You might be able to hack around in the binary and replace NCCL libraries, which is unsupported since the pip wheels and conda binaries ship with the tagged CUDA, cuDNN, and NCCL version by design.

I am told in a git issue response from NCCL that I should use nccl 2.17.1 for solving some of my issues.

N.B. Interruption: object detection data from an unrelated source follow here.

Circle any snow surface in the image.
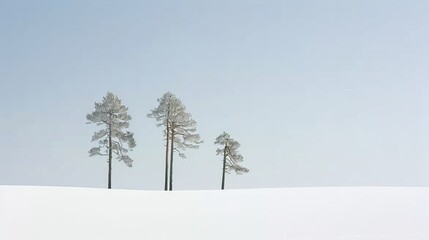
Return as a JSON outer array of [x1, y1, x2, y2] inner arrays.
[[0, 186, 429, 240]]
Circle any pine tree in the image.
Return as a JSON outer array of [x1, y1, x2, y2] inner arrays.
[[86, 92, 136, 189], [215, 132, 249, 190], [148, 92, 202, 191]]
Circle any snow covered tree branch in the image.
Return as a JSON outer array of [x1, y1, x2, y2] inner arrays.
[[215, 132, 249, 190], [86, 92, 136, 189]]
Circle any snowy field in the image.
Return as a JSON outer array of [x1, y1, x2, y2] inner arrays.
[[0, 186, 429, 240]]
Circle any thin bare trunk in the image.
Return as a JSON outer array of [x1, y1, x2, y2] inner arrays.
[[164, 123, 170, 191], [107, 118, 112, 189], [221, 143, 227, 190], [169, 126, 174, 191]]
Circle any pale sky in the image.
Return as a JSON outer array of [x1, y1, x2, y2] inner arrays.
[[0, 0, 429, 190]]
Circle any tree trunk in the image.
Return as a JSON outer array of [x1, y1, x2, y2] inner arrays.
[[169, 126, 174, 191], [164, 122, 170, 191], [221, 143, 227, 190], [107, 124, 112, 189]]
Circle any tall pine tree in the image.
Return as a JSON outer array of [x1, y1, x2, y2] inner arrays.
[[147, 92, 202, 191], [86, 92, 136, 189], [215, 132, 249, 190]]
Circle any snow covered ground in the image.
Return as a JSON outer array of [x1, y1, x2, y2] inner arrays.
[[0, 186, 429, 240]]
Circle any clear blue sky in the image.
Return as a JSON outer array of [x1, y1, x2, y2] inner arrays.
[[0, 0, 429, 189]]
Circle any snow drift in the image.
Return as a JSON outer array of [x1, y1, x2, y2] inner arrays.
[[0, 187, 429, 240]]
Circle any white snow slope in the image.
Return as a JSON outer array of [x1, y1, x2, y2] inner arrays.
[[0, 186, 429, 240]]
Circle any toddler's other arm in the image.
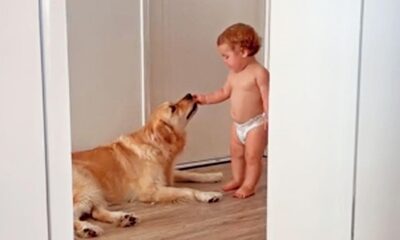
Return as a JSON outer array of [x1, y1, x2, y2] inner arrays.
[[257, 69, 269, 129]]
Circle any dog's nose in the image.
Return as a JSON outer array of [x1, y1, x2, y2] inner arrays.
[[183, 93, 193, 100]]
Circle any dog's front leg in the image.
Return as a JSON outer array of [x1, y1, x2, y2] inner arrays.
[[174, 170, 223, 183], [153, 187, 222, 203]]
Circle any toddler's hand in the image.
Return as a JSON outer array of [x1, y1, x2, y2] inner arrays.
[[193, 94, 207, 104]]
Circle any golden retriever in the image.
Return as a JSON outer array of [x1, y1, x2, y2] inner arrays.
[[72, 94, 222, 238]]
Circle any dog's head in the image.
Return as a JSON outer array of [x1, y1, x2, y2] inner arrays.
[[150, 93, 197, 136]]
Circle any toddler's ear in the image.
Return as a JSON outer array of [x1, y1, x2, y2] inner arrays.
[[242, 48, 250, 57]]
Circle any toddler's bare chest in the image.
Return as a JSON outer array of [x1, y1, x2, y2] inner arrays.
[[232, 75, 257, 92]]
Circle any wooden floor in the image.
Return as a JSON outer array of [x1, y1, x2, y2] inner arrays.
[[76, 164, 266, 240]]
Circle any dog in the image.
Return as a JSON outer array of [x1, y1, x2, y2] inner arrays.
[[72, 94, 223, 238]]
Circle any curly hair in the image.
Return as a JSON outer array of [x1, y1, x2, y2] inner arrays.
[[217, 23, 261, 56]]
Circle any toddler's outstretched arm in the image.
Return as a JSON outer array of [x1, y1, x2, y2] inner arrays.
[[194, 80, 231, 104]]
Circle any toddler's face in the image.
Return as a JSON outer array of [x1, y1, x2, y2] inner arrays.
[[218, 43, 245, 72]]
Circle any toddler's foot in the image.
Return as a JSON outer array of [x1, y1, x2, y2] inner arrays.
[[233, 186, 255, 198], [222, 179, 240, 192]]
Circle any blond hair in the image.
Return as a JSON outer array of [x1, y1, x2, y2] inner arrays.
[[217, 23, 261, 56]]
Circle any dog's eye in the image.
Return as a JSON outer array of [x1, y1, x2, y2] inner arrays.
[[169, 105, 176, 113]]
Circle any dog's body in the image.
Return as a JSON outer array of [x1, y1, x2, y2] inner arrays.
[[72, 94, 222, 237]]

In that case, what should I change my pytorch version to? The current version works for nccl: 2.12.10

I am using a yaml for dependencies like this.

train-env.yaml

$schema: https://azuremlschemas.azureedge.net/latest/environment.schema.json
name: nvidia_pytorch
build:
  path: ../../../data-science/environment/
tags:
  os: ubuntu
  os_version: 20.04
  hpcx: 2.10
  mpi: openmpi
  mpi_version: 4.1.2rc4
  ucx: 1.12.0
  cuda: 11.6.2
  cudnn: 8.4.0.27
  nccl: 2.12.10
  # nccl: 2.17.1
  rdma_core: 36.0
  nsight_compute: 2022.1.1.2
  nsight_systems: "2022.2.1.31-5fe97ab"
  nccl_test: 2.11.0
  # azureml-defaults: 1.41.0
  # mlflow: 1.25.1
  azureml-defaults: 1.50.0
  mlflow: 2.3.2
  transformers: 4.18.0

here is my requirements.txt

 # for local testing (cpu)
torchvision==0.12.0
torch==1.11.0
transformers==4.18.0

# for metrics reporting/plotting
# mlflow==1.25.1
# azureml-mlflow==1.41.0
mlflow==2.3.2
azureml-mlflow==1.50.0
matplotlib==3.5.2
tqdm==4.64.0
psutil==5.9.0

# for unit testing
pytest==7.1.2

and here is my Dockerfile:

# check release notes https://docs.nvidia.com/deeplearning/frameworks/pytorch-release-notes/index.html
FROM nvcr.io/nvidia/pytorch:22.04-py3

##############################################################################
# NCCL TESTS
##############################################################################
ENV NCCL_TESTS_TAG=v2.11.0

# NOTE: adding gencodes to support K80, M60, V100, A100
RUN mkdir /tmp/nccltests && \
    cd /tmp/nccltests && \
    git clone -b ${NCCL_TESTS_TAG} https://github.com/NVIDIA/nccl-tests.git && \
    cd nccl-tests && \
    make \
    MPI=1 MPI_HOME=/opt/hpcx/ompi \
    NVCC_GENCODE="-gencode=arch=compute_35,code=sm_35 -gencode=arch=compute_50,code=sm_50 -gencode=arch=compute_60,code=sm_60 -gencode=arch=compute_61,code=sm_61 -gencode=arch=compute_70,code=sm_70 -gencode=arch=compute_80,code=sm_80" \
    CUDA_HOME=/usr/local/cuda && \
    cp ./build/* /usr/local/bin && \
    rm -rf /tmp/nccltests

# Install dependencies missing in this container
# NOTE: container already has matplotlib==3.5.1 tqdm==4.62.0
COPY requirements.txt ./
RUN pip install -r requirements.txt


# add ndv4-topo.xml
RUN mkdir /opt/microsoft/
ADD ./ndv4-topo.xml /opt/microsoft

# to use on A100, enable env var below in your job
# ENV NCCL_TOPO_FILE="/opt/microsoft/ndv4-topo.xml"

# adjusts the level of info from NCCL tests
ENV NCCL_DEBUG="INFO"
ENV NCCL_DEBUG_SUBSYS="GRAPH,INIT,ENV"

# Relaxed Ordering can greatly help the performance of Infiniband networks in virtualized environments.
ENV NCCL_IB_PCI_RELAXED_ORDERING="1"
ENV CUDA_DEVICE_ORDER="PCI_BUS_ID"
ENV NCCL_SOCKET_IFNAME="eth0"
# ENV NCCL_SOCKET_IFNAME='lo'
ENV NCCL_IB_DISABLE="1"

I also came across a nccl problem, where only 2.18.3 works for me while pytorch 2.2.0 requires 2.19.3 .

My solution is to write a nccl binding myself, and keep my nccl version separate from pytorch nccl version to avoid any conflict.